Browse to the Collection and Dataset specified while running the collector to view the collector output.
To get notifications about the collector runs, simply setup web hooks at the Organization level from the Organization profile page > Settings tab. The Webhooks will automatically start capturing the Status events (Pending, Provisioning, Running, Completed, Error, Cancelled) for the collector runs.
Sample data captured by the webhook.
Canceling a collector run
After starting a collector run, you can cancel it if needed.
Important things to note:
Logs generate only after the collector starts up (about 5 minutes). No logs are available if the collector is canceled before this period.
After canceling a run, the collector produces the logs within 5 minutes
To stop a running collector:
Locate the running collector you want to stop. After the collector has completed the required pre-configuration steps and starts harvesting the metadata, you get an option to Cancel it.
On the collector configuration details page, click the Cancel run button. Alternatively, on the Configured collectors page, click the Three dot menu and click Cancel run button.
The collector stops running. On both pages, the Status field shows the status as Canceled with information about time elapsed since the run was cancelled.
The collector produces a log file in 5 minutes after stop running. To download a logs, click the View debugging info link. A pop-up window opens.
In the pop-up window, click Export logs to download the log file.

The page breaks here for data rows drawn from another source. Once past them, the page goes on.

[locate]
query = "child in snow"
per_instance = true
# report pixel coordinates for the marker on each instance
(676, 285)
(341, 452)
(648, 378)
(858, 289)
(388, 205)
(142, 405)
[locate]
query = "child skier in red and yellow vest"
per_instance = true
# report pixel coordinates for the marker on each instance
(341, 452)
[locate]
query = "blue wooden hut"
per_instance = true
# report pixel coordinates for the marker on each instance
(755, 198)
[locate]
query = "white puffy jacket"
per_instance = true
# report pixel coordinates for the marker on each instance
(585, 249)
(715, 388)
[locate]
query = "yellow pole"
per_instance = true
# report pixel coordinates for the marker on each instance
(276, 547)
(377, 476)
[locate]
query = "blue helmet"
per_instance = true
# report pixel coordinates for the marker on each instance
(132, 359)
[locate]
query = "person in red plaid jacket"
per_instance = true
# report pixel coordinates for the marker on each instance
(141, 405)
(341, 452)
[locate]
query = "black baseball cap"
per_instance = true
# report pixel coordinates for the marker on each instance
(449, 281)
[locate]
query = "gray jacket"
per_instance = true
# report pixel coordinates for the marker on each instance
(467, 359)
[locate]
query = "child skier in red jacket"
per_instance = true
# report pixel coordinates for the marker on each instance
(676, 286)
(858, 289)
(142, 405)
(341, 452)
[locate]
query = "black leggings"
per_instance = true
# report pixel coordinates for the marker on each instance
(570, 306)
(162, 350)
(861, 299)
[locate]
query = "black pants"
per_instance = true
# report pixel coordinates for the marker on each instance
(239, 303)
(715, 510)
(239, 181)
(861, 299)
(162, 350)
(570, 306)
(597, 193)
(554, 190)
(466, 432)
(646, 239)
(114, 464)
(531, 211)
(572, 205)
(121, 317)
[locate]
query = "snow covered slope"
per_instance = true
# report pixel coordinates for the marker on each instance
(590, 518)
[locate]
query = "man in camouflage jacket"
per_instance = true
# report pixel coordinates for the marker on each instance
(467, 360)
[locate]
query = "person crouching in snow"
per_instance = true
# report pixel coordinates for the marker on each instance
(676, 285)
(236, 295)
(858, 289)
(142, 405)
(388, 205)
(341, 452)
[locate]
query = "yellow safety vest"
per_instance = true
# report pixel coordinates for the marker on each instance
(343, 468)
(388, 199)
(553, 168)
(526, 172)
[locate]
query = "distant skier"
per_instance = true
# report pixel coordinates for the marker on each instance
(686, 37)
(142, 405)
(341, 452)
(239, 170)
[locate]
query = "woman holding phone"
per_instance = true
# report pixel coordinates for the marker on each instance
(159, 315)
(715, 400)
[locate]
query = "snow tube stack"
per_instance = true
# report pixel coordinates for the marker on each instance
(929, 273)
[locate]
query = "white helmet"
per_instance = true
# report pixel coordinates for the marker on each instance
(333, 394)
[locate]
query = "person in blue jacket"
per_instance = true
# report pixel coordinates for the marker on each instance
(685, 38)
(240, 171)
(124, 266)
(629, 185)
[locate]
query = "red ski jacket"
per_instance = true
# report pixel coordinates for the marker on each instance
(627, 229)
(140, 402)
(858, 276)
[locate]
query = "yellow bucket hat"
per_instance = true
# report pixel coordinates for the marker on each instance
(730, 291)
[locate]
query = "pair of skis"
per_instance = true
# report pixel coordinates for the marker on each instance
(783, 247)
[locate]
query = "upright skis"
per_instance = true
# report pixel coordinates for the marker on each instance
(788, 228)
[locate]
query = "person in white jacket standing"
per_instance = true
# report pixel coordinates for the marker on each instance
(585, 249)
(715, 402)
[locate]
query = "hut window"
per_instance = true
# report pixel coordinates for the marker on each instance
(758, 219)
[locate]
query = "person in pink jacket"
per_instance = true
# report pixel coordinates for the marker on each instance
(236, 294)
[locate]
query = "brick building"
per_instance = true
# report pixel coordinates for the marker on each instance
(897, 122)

Copying collector configurations
After you have configured a collector for a source system, you can easily create a copy of the configuration to configure another collector for the same source system but for different parameters.
To copy collector configurations:
On the Configured collectors page, locate the collector configuration you want to copy.
From the Three dot menu, click Duplicate configuration.
In the Edit Collector window, provide a new name for the collector configuration. Optionally, set a schedule. Click Save and view.
You are taken to the copied collector configuration page. Click the Edit Configuration button to adjust the details of the configuration.
Deleting configurations
Important things to note:
Deleting the configuration will not affect the resources that were collected from previous runs.
Any scheduled future runs for the collector are suspended.
To delete a configuration:
On the Configured collectors page, locate the collector configuration you want to delete.
From the Three dot menu, click the Delete configuration button.
Confirm the deletion. The configuration is deleted and removed from the Configured collectors page.